Si hoy está vivo, Staltari dice que es en gran parte gracias a la insistencia de su padre. “Mi mamá era más mística. De recorrer las iglesias, que también era importante. Era su manera de transmitirme buena energía y de hecho a partir de que visitó al padre Mario yo empecé a mejorar. Pero en el hospital sólo lloraba. Andate, le pedía yo. Porque sino era peor. Mi viejo, en cambio, me obligaba al tratamiento, me hacía chistes. Y estaba. Sobre todo eso: estaba”. 

Una situación muy distinta a la anterior: “Hasta ese momento mi viejo sólo había estado para inculcarme cosas de la panadería: me exigía que la factura estuviera de determinada manera, que el remito de tal otra. A mí me consumía por dentro. Ojo: soy hijo de comerciantes de toda la vida, me emociona hablar de lo laburantes que fueron ellos porque son lo más. Pero yo sentía que no estaba para eso. Que no era lo mío. Que me iba a morir así. ‘Mi viejo no entiende que me voy a morir’, pensaba. Y al poco tiempo desarrollé la enfermedad”.

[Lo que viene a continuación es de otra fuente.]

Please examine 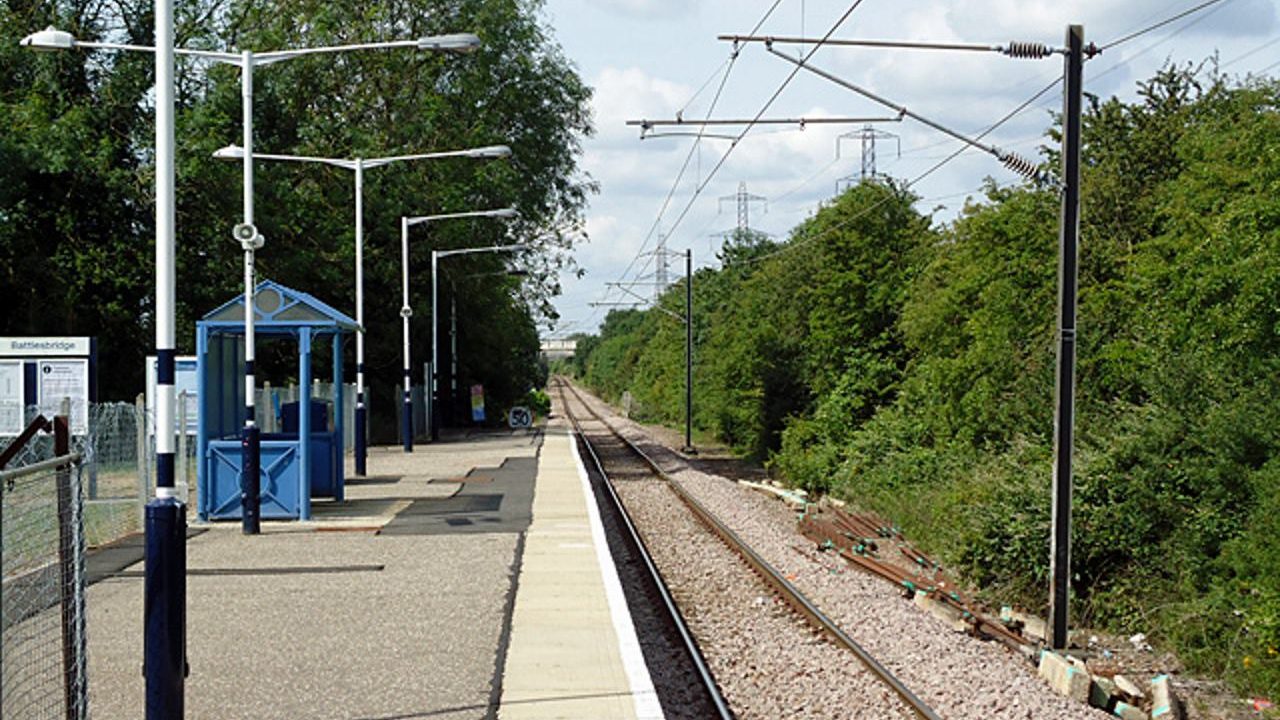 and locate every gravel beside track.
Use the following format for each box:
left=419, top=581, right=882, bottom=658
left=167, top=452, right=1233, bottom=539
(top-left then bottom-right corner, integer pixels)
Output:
left=567, top=386, right=915, bottom=720
left=565, top=379, right=1110, bottom=720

O sea que el cáncer, de alguna manera, regeneró el vínculo entre ambos.

–Sí. El cáncer me curó. Y me acercó a mi papá.

¿Recordás alguna escena en particular de vos y él en el Posadas?

–Muchas. Entraba y me veía todo muerto, tullido en la cama y me preguntaba: “¿Hiciste gimnasia hoy?”. Yo lo miraba sin entender: “Si no puedo moverme...”. “Ah no, tenés que hacer, acá te traje las pesas”, me decía, “¿A ver cómo empezás?”. Todo cargándome. Y a un paciente que tenía enfrente mío, atado a la cama porque estaba medio loco, le comentaba: “¿Así que sos hincha de San Lorenzo?” Y resulta que era de Huracán. “¡Qué bien San Lorenzo!”. “¡No! ¡San Lorenzo no! ¡Huracán!”, le gritaba él. Y me hacía descostillar de risa, me sacaba de eje. Se bancaba mis maltratos y me gastaba con su cara seria a lo Bianchi.

Al poco tiempo logra recuperarse, salir de la internación, y su padre –para animarlo– le regala un auto con el que empieza a viajar a Necochea. “Es verano y voy con mi amigo el Negro. Y estando una tarde en la escollera tomando unos mates frente al sol y el mar le digo: ‘¿Sabés qué? Voy a estudiar teatro’. ‘Muy bien’, me dice él. ‘Con Lito Cruz’. ‘Está muy bien’, me contesta. ‘Y cuando me den media oportunidad, ¿sabes qué?, le como el hígado a cualquiera’. ‘Muy bien, muy bien’, me sonríe, tranquilo. Y hago exactamente eso. A los pocos meses quedo seleccionado para hacer Okupas, todavía haciendo quimio cada 15 días. Pero feliz”. Walter, el rolinga, llegó a su vida.